Be assured of our heartfelt prayers that the consultations on which you are embarked will add another impulse to the irresistible process by which women the world over are awakening to the role they alone can play in building a just and peaceful world.

Universal House of Justice

8/17/20

Ridván 1991: To the Bahá’ís of the World

Dearly loved Friends,

No earthly tongue can voice the gratitude we feel for the extraordinary bestowals vouchsafed by the Blessed Beauty to His worldwide community and to the World Center of His Faith during the year just ended. We bow our heads in humility before the striking evidences of His sustaining grace and all-compelling might.

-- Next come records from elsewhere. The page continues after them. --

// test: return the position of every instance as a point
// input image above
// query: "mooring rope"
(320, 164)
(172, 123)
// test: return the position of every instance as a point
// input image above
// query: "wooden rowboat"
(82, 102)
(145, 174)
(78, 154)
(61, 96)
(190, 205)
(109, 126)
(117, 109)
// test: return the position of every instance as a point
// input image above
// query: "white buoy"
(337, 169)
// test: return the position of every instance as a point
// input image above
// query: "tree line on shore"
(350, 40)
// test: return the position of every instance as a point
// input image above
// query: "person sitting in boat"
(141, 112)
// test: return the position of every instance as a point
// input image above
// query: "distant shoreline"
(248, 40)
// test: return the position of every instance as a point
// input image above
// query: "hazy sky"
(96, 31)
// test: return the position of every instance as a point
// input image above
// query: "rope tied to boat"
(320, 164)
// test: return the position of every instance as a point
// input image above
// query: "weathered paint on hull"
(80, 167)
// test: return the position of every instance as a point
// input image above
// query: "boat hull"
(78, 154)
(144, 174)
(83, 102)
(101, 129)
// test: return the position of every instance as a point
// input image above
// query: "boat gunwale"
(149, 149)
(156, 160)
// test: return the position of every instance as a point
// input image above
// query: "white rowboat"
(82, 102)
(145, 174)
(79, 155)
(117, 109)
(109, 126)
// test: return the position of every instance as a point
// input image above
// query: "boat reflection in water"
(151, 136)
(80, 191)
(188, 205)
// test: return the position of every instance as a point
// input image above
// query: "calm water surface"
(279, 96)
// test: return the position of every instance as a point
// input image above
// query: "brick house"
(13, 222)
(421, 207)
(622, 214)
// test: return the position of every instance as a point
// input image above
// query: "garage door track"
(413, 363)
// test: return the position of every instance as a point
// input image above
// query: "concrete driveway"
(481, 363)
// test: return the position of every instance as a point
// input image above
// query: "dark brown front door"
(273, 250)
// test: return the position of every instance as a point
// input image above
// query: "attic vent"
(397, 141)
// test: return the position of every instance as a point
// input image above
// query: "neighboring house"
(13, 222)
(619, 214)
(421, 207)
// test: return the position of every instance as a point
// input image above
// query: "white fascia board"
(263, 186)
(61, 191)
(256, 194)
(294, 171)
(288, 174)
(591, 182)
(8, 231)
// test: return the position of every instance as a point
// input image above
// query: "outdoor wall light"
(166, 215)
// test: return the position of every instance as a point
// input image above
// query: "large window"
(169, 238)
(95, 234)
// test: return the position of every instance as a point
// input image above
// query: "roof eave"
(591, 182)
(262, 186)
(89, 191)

The overwhelming danger which, as a result of the turmoil in the Middle East, enveloped the Holy Land during the latter part of the year receded without halting or even seriously hampering the operation of the Bahá’í administration. The situation was a poignant reminder of the contrast between the unobtrusive, steadily developing, distinctly integrative System of Bahá’u’lláh and the turbulent character of the Age of Transition, “whose tribulations,” Shoghi Effendi avers, “are the precursors of that Era of blissful felicity which is to incarnate God’s ultimate purpose for all mankind.” It was another of the “ominous signs simultaneously proclaiming the agonies of a disintegrating civilization and the birth pangs of that World Order—that Ark of human salvation—that must needs arise upon its ruins.”

The forces which united the remedial reactions of so many nations to the sudden crisis in this region demonstrated beyond any doubt the necessity of the principle of collective security prescribed by Bahá’u’lláh more than a century ago as a means of resolving conflict. While the international arrangement envisioned by Him for the full application of this principle is far from having been adopted by the rulers of mankind, a long step towards the behavior outlined for the nations by the Lord of the Age has thus been taken. How illuminating are Bahá’u’lláh’s words foreshadowing the future reorientation of the nations: “Be united, O concourse of the sovereigns of the world,” He wrote, “for thereby will the tempest of discord be stilled amongst you, and your peoples find rest. Should any one among you take up arms against another, rise ye all against him, for this is naught but manifest justice.”